Fortunately, AI-generated fraud still has some blind spots, and organizations should leverage those weak points. Deepfakes, for instance, often fail to capture shadows correctly and have odd backgrounds. Fake documents typically lack optically variable security elements and would fail to project-specific images at certain angles.
Another key challenge criminals face is that many AI models are primarily trained using static face images, mainly because those are more readily available online. These models struggle to deliver realism in liveness “3D” video sessions, where individuals must turn their heads.
One more vulnerability organizations can use is the difficulty in manipulating documents for authentication compared to attempting to use a fake face (or to “swap a face”) during a liveness session. This is because criminals typically have access only to one-dimensional ID scans. Moreover, modern IDs often incorporate dynamic security features that are visible only when the documents are in motion. The industry is constantly innovating in this area, making it nearly impossible to create convincing fake documents that can pass a capture session with liveness validation, where the documents must be rotated at different angles. Hence, requiring physical IDs for a liveness check can significantly boost an organization’s security.

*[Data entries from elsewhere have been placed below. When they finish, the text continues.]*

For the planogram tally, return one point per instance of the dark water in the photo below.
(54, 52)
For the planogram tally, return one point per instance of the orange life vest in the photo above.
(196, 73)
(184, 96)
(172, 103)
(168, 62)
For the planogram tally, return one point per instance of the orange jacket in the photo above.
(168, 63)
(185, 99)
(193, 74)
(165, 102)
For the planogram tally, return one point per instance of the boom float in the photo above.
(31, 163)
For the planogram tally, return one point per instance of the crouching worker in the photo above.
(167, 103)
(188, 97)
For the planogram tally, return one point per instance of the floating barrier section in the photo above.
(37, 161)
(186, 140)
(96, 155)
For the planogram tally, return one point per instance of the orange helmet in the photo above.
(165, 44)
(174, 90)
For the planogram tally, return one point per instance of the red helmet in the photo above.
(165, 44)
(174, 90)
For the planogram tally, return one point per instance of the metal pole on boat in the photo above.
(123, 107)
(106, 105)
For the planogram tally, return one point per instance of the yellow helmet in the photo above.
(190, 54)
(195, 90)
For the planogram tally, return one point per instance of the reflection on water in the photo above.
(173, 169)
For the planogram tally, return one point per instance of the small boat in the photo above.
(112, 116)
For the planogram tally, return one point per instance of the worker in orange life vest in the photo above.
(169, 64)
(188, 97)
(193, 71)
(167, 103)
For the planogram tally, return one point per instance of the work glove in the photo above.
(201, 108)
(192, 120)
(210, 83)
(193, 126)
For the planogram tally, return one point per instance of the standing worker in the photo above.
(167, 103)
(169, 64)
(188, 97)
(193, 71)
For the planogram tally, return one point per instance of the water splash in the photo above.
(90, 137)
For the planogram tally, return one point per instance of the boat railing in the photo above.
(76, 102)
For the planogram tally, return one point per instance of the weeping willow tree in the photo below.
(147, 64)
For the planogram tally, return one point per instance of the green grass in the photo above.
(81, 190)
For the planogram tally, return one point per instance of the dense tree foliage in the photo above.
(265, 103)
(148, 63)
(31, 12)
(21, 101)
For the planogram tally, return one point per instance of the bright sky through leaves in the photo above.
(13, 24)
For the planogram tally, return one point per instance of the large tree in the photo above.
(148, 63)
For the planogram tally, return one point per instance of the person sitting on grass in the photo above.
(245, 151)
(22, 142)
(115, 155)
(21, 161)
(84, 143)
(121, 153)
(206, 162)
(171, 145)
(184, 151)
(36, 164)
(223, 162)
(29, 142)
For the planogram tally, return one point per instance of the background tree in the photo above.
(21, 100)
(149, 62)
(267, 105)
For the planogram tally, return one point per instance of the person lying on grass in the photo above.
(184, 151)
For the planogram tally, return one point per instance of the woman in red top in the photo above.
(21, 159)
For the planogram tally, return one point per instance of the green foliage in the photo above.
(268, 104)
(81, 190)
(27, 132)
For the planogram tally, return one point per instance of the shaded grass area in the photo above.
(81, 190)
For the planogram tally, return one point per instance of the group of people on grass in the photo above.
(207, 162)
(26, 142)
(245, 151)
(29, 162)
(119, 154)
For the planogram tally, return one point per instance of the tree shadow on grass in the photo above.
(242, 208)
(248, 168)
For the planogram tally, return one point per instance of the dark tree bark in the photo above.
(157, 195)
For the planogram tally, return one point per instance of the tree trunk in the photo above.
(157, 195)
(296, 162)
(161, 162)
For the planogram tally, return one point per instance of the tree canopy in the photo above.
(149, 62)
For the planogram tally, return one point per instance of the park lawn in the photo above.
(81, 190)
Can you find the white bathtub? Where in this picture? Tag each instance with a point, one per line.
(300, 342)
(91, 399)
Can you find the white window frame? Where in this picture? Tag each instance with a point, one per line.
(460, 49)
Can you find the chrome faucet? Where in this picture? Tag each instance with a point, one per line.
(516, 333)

While the AI training for ID verification solutions keeps evolving, it’s essentially a constant cat-and-mouse game with fraudsters, and the results are often unpredictable. It is even more intriguing that criminals are also training AI to outsmart enhanced AI detection, creating a continuous cycle of detection and evasion.
Take age verification, for example. Fraudsters can employ masks and filters that make people appear older during a liveness test. In response to such tactics, researchers are pushed to identify fresh cues or signs of manipulated media and train their systems to spot them. It’s a back-and-forth battle that keeps going, with each side trying to outsmart the other.

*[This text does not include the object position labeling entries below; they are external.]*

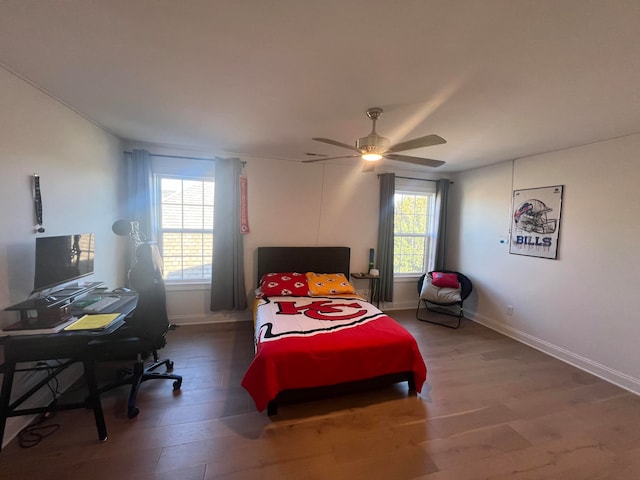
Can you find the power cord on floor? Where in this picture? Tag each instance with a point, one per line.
(31, 435)
(35, 432)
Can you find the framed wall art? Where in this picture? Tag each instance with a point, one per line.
(535, 223)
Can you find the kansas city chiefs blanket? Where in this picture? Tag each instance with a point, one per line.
(306, 342)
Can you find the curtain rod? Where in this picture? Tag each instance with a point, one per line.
(183, 157)
(414, 178)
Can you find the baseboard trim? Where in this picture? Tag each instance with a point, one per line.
(599, 370)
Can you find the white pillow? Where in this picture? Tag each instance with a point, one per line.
(441, 295)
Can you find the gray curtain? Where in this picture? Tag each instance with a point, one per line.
(141, 197)
(227, 276)
(142, 193)
(385, 237)
(440, 230)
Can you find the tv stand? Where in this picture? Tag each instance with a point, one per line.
(53, 306)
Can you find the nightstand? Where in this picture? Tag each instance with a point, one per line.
(373, 285)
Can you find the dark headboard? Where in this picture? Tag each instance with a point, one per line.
(303, 259)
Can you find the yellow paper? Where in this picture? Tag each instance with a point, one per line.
(93, 322)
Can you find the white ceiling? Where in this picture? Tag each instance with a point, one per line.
(498, 79)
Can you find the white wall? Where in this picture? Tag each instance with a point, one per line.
(581, 306)
(294, 204)
(79, 166)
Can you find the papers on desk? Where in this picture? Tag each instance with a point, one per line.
(16, 330)
(93, 322)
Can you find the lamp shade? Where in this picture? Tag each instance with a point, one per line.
(122, 228)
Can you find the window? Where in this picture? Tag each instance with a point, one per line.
(186, 227)
(413, 227)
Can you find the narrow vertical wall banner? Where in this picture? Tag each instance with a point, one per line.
(37, 201)
(535, 223)
(244, 206)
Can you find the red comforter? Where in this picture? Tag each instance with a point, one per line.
(316, 341)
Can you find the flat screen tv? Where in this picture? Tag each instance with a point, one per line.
(62, 259)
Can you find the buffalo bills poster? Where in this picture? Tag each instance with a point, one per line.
(535, 222)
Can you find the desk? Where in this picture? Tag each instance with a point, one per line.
(373, 285)
(68, 346)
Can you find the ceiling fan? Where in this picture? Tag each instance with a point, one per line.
(373, 147)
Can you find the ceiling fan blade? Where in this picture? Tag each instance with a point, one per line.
(425, 162)
(368, 166)
(322, 159)
(335, 142)
(426, 141)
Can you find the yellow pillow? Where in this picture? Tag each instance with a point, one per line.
(328, 284)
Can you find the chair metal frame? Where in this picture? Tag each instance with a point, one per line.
(466, 286)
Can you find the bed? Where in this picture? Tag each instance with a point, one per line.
(314, 335)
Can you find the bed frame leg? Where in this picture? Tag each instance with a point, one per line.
(411, 382)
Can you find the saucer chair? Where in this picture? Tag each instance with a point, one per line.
(438, 291)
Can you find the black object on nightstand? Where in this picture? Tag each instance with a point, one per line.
(373, 285)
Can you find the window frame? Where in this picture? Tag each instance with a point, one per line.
(158, 207)
(424, 189)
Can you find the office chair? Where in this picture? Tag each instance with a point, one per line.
(435, 298)
(144, 332)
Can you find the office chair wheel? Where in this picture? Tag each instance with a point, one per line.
(133, 412)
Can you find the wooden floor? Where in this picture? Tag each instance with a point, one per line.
(492, 409)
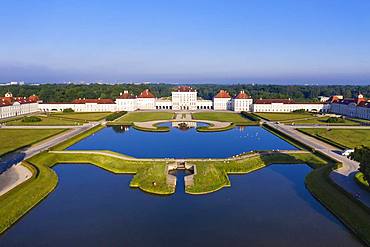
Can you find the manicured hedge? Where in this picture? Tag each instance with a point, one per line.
(31, 119)
(250, 116)
(115, 115)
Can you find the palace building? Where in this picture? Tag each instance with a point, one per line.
(14, 106)
(358, 107)
(185, 98)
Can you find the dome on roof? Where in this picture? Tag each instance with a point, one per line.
(9, 95)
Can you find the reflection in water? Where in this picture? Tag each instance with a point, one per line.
(182, 144)
(92, 207)
(120, 128)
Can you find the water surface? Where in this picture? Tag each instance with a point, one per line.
(183, 144)
(92, 207)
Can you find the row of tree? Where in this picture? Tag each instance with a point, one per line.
(68, 92)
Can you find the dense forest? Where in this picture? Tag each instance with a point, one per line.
(68, 92)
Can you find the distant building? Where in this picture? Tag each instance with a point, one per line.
(358, 107)
(14, 106)
(242, 102)
(146, 100)
(184, 98)
(287, 105)
(222, 101)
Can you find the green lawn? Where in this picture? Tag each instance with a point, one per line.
(352, 213)
(46, 121)
(321, 121)
(345, 138)
(83, 116)
(12, 139)
(213, 175)
(232, 117)
(150, 177)
(131, 117)
(278, 116)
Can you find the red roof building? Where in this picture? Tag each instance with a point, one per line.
(126, 95)
(96, 101)
(184, 89)
(271, 101)
(146, 94)
(223, 94)
(242, 95)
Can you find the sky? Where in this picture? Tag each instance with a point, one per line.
(197, 41)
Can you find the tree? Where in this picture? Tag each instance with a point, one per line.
(362, 155)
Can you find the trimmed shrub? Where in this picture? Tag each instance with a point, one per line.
(31, 119)
(300, 111)
(68, 110)
(115, 115)
(335, 120)
(249, 116)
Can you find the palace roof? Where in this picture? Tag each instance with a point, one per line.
(242, 95)
(126, 95)
(184, 89)
(146, 94)
(10, 100)
(270, 101)
(223, 94)
(96, 101)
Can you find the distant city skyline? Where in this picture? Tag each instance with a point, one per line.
(272, 42)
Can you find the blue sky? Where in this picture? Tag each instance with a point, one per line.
(285, 41)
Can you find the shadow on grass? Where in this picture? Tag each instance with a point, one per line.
(10, 159)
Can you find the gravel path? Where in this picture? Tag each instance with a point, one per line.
(182, 117)
(13, 177)
(342, 176)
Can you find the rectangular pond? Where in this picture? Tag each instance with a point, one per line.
(183, 144)
(92, 207)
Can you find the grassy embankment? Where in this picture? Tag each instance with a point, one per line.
(271, 116)
(130, 118)
(341, 138)
(150, 176)
(235, 119)
(45, 121)
(360, 180)
(82, 116)
(13, 139)
(300, 118)
(58, 119)
(213, 175)
(342, 204)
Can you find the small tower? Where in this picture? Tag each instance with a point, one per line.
(9, 95)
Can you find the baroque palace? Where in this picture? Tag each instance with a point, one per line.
(185, 98)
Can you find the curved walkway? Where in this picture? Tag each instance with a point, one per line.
(13, 177)
(343, 176)
(183, 117)
(124, 157)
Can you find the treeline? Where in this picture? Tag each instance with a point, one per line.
(64, 93)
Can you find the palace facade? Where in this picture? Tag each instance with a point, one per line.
(358, 107)
(184, 98)
(14, 106)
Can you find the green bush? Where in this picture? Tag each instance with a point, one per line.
(335, 120)
(249, 116)
(31, 119)
(300, 111)
(115, 115)
(68, 110)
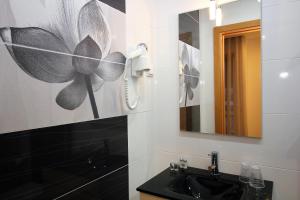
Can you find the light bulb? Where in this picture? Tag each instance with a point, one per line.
(219, 16)
(212, 9)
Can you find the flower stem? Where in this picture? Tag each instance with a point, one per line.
(185, 96)
(89, 88)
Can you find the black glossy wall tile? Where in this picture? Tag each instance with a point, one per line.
(47, 163)
(111, 187)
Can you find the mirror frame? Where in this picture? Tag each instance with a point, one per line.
(220, 34)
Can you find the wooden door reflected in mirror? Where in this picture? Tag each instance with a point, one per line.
(238, 106)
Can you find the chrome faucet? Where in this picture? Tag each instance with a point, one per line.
(214, 168)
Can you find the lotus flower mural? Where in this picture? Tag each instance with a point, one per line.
(189, 74)
(75, 48)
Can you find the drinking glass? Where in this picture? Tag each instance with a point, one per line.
(245, 173)
(256, 178)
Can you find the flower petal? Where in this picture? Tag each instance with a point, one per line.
(5, 34)
(63, 19)
(185, 55)
(97, 82)
(112, 67)
(91, 22)
(72, 96)
(190, 93)
(91, 56)
(41, 55)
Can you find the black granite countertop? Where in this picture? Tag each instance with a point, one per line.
(158, 186)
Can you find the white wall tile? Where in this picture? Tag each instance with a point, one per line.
(281, 24)
(280, 94)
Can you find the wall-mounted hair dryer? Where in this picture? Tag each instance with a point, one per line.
(136, 64)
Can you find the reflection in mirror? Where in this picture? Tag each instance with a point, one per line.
(220, 70)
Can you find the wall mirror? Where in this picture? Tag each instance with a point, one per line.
(220, 86)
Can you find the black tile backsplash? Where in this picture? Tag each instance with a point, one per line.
(50, 162)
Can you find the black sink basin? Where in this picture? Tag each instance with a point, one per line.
(204, 186)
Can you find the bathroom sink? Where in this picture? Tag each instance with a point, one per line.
(205, 186)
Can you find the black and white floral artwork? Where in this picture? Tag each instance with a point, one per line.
(189, 76)
(61, 61)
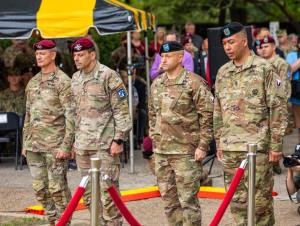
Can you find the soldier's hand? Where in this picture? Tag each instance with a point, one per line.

Related: The Deepfake Threat is Real. Here Are 3 Ways to Protect Your Business
Maximum level of security
In light of all we’ve explored thus far, the question looms: What steps should we take?
First, to achieve the highest level of security in ID verification, toss out the old playbook and embrace a liveness-centric approach for identity checks. What’s the essence of it?

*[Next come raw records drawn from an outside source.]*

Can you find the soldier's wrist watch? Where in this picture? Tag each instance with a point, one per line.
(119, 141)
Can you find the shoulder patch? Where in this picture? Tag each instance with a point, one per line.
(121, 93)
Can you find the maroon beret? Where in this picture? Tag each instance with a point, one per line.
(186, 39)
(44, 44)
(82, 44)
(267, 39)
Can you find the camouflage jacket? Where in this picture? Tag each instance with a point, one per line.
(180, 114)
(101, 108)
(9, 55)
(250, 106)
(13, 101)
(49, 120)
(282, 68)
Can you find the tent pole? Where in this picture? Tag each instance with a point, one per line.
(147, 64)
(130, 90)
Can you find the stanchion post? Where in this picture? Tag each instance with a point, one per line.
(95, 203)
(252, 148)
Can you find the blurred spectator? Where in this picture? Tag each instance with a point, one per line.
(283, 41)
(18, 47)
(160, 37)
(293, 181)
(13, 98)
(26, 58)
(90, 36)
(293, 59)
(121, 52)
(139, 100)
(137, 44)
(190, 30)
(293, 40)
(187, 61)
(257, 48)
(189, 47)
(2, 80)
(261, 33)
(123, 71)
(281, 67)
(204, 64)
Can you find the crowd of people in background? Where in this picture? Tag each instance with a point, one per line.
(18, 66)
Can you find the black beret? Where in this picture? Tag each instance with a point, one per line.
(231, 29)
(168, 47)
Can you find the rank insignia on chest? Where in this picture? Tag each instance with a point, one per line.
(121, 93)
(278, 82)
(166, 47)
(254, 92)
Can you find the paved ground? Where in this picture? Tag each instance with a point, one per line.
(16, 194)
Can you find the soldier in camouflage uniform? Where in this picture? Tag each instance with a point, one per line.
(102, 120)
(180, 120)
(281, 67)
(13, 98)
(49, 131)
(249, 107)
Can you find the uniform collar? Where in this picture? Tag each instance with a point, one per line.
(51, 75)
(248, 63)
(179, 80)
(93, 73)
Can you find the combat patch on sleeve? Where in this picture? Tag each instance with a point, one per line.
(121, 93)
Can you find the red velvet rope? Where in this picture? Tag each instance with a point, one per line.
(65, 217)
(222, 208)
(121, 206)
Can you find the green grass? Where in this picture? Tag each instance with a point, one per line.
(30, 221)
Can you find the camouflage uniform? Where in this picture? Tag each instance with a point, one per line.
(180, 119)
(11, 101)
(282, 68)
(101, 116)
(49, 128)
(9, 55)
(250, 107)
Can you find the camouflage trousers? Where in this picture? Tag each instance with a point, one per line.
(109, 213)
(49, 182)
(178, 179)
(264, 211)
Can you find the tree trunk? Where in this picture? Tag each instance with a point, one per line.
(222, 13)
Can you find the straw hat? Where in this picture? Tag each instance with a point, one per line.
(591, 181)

While most AI-generated forgeries still lack the naturalness needed for convincing liveness sessions, organizations seeking maximum security should work exclusively with physical objects — no scans, no photos — just real documents and real people.
In the ID verification process, the solution must validate both the liveness and authenticity of the document and the individual presenting it.
This should also be supported by an AI verification model trained to detect even the most subtle video or image manipulations, which might be invisible to the human eye. It can also help detect other parameters that could flag abnormal user behavior. This involves checking the device used to access a service, its location, interaction history, image stability and other factors that can help verify the authenticity of the identity in question. It’s like piecing together a puzzle to determine if everything adds up.
And one final tip – requesting that customers use their mobile phones during liveness sessions instead of a computer’s webcam would be helpful. This is because it is generally much more difficult for fraudsters to swap images or videos when using a mobile phone’s camera.
To wrap it up, AI is the ultimate sidekick for the good guys, ensuring the bad guys can’t sneak past those defenses. Still, AI models need guidance from us humans to stay on the right track. But when together, we are superb at spotting fraud.